À mon arrivée sur le quai, celui-ci était déjà bondé et pourtant le tableau afficheur indiquait que le prochain train entrerait en gare seulement cinq minutes plus tard. C'était un jour de semaine quelque part entre 11h30 et midi, la foule était à la fois dense et bigarrée. Ce qui m'avait frappée, par ailleurs, ce n'était pas tant la densité, cela arrive souvent à ces heures comme si toute la population s'était donnée rendez-vous pour sortir dîner quelque part, et la pluie qui battait les pavés à l'extérieur coupait toute envie de faire une petite ou moyenne distance au grand air.

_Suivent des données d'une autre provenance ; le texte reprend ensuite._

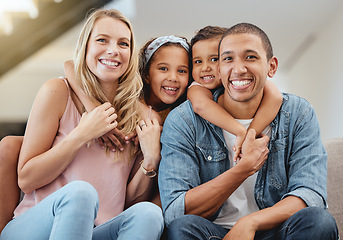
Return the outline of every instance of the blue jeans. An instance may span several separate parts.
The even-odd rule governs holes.
[[[87,182],[71,182],[10,221],[0,239],[91,239],[97,211],[95,188]]]
[[[162,210],[140,202],[94,229],[93,240],[158,240],[164,228]]]
[[[223,239],[225,229],[207,219],[184,215],[173,220],[168,228],[169,240]],[[256,232],[255,240],[328,240],[338,239],[338,229],[332,215],[318,207],[307,207],[291,216],[278,228]]]
[[[9,222],[0,240],[157,240],[163,232],[162,210],[153,203],[137,203],[93,228],[97,210],[93,186],[71,182]]]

Ce qui m'avait frappée, en réalité c'était l'ambiance anxiogène qui régnait sur le petit bout de quai sur lequel je m'étais arrêtée.

J'ai vite compris qui en était la cause. Un grand et beau jeune homme, entièrement vêtu de noir, avec à la taille le genre de linge que porte souvent les serveurs de restaurants chics. J'ignore quel était le point de départ de tout le tintamarre qu'il faisait, mais il haranguait copieusement une minuscule vieille dame qui semblait avoir peur de lui. Il parlait de propreté et d'estime de soi et visiblement tout le monde était aussi mal que la vieille dame et personne ne réagissait, moi comprise, ce dont je ne suis pas fière. La pauvre dame était avec une amie, tout aussi vieille qu'elle et elles se tassaient sur le bord du mur pendant que le jeune homme arpentait le bout de quai en vilipendant bien fort le mépris dont il se disait victime.

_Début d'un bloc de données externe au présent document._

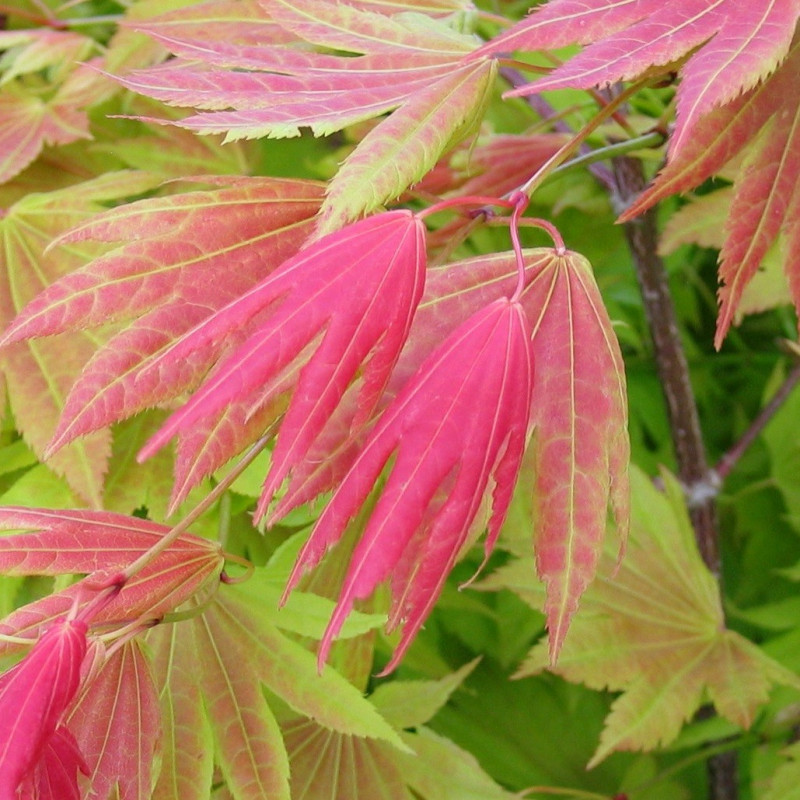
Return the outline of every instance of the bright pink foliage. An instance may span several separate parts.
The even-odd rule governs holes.
[[[78,690],[86,632],[82,620],[56,623],[0,676],[0,797],[17,797],[22,786],[23,797],[55,800],[52,790],[65,786],[77,796],[77,770],[86,767],[60,722]]]
[[[389,628],[403,628],[393,669],[442,590],[456,558],[485,523],[486,554],[511,501],[533,388],[530,326],[501,298],[437,347],[370,434],[300,553],[287,591],[342,536],[387,463],[394,461],[355,548],[322,640],[324,663],[353,603],[391,576]]]
[[[358,371],[363,383],[351,423],[357,428],[369,418],[408,335],[425,263],[425,228],[409,211],[377,214],[304,248],[151,365],[183,360],[266,315],[170,417],[141,458],[231,402],[247,400],[255,412],[293,390],[259,506],[263,514]]]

Sérieusement, j'étais figée, et j'avais peur. Comme tous les autres quidams assemblés sur la scène. Du coin de l’œil, j'avais vu une jeune fille, quatorze ou quinze ans, à vue de nez, prendre les jambes à son cou et se rendre vers le centre de la station. J'avais cru qu'elle fuyait la scène mais je m'étais trompée. Elle seule avait eu le courage de poser un geste, elle était allée chercher un couple de policiers qui étaient arrivés en moins de deux sur la scène. Ils avaient intercepté le jeune homme, tout à fait poliment tandis que le train entrait finalement en gare et que celui-ci déversait un certain nombre de ses passagers pendant que d'autres y entraient à la vitesse grand v, comme pour mettre le plus rapidement possible une distance entre les événements récents et leur personne.

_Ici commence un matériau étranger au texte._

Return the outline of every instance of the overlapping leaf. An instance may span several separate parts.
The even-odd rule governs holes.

Comme c'est souvent le cas, les jeunes personnes se sont précipitées sur les sièges vides et les deux dames qui s'étaient collées sur le mur se sont retrouvées debout au milieu de la foule. Ça me fâchait, mais comme je ne m'étais personnellement pas pressée pour rentrer dans le wagon, je n'avais aucun siège à offrir à personne. C'est une femme visiblement enceinte qui a proposé son siège à une des dame, celle qui avait été haranguée. La dame avait refusé, mais le premier geste avait comme réveillé les autres passagers et un jeune homme, que je croyais alors pris dans l'autisme de son téléphone, avait poliment proposé son banc. La dame l'avait regardé jusqu'au fond des yeux avant de lui répondre avec gentillesse : « Merci jeune homme, mais vous savez, pour l'instant, j'ai besoin de me tenir debout ».

Ce qu'elle avait fait, avec beaucoup de dignité.